MmioTrace information for developers and trace analysts. Some of this information applies only to very old, unsupported mmiotrace versions.
How mmiotrace works inside
Kernel functions ioremap, ioremap_nocache and iounmap are replaced (for the driver module only) with wrappers to record MMIO areas. In ioremap the pages for the MMIO area are marked as not present, causing access to those addresses generate a page fault. In the page fault handler the mmio-traced addresses are detected and the attempted action recorded. The page is marked present and the page-faulting code is single-stepped to execute the instruction doing MMIO. Then, the page is marked again as not present.
The recording works by calling pre and post functions in mmio.ko before and after the single-stepping. mmio.ko uses relayfs and debugfs to relay the data to user space.

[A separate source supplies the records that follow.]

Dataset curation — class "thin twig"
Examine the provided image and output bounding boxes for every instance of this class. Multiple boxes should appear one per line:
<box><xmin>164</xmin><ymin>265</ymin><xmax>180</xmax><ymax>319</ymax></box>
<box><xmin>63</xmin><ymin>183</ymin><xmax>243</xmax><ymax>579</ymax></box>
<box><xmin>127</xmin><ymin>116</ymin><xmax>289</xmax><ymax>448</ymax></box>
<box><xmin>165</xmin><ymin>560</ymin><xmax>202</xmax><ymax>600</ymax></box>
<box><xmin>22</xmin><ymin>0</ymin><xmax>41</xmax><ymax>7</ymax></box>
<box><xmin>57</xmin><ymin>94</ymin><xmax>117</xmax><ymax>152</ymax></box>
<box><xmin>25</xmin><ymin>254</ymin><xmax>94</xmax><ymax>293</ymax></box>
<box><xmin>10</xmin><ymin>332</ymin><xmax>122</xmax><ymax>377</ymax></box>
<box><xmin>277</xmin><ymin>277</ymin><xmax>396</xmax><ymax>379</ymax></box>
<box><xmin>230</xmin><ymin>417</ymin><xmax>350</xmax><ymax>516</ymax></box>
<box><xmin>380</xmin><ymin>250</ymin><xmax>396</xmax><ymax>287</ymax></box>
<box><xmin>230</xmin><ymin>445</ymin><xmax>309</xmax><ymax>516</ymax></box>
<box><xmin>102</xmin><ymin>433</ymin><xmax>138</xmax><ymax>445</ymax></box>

Unfortunately the legacy ISA address range 0xa0000 - 0x100000 cannot be traced this way because marking those pages as not present crashes the kernel. There can also be machine instructions that are not decoded properly, but so far they have been rare enough.
An Alternative idea
While discussing about x86 instruction emulation, Avi Kivity proposed the following, quote:
However there is a simpler (for you) solution: run the driver-to-be-reverse-engineered in a kvm guest, and modify kvm userspace to log accesses to mmio regions. This requires the not-yet-merged pci passthrough support. You can reverse engineer Windows drivers with this as well.
Reference: http://lkml.org/lkml/2008/4/5/13
Who would like to take that project?
Out-of-tree mmiotrace and analysis tools
The main out-of-kernel-tree source of mmio-trace is pq's (PekkaPaalanen) git tree: git://people.freedesktop.org/~pq/mmio-trace (browse)
There are two branches: master and binformat. Use branch master if you can, and binformat only if you absolutely have to. binformat is mostly for people wanting to reparse old binary mmio logs. Further description of the branches follows later.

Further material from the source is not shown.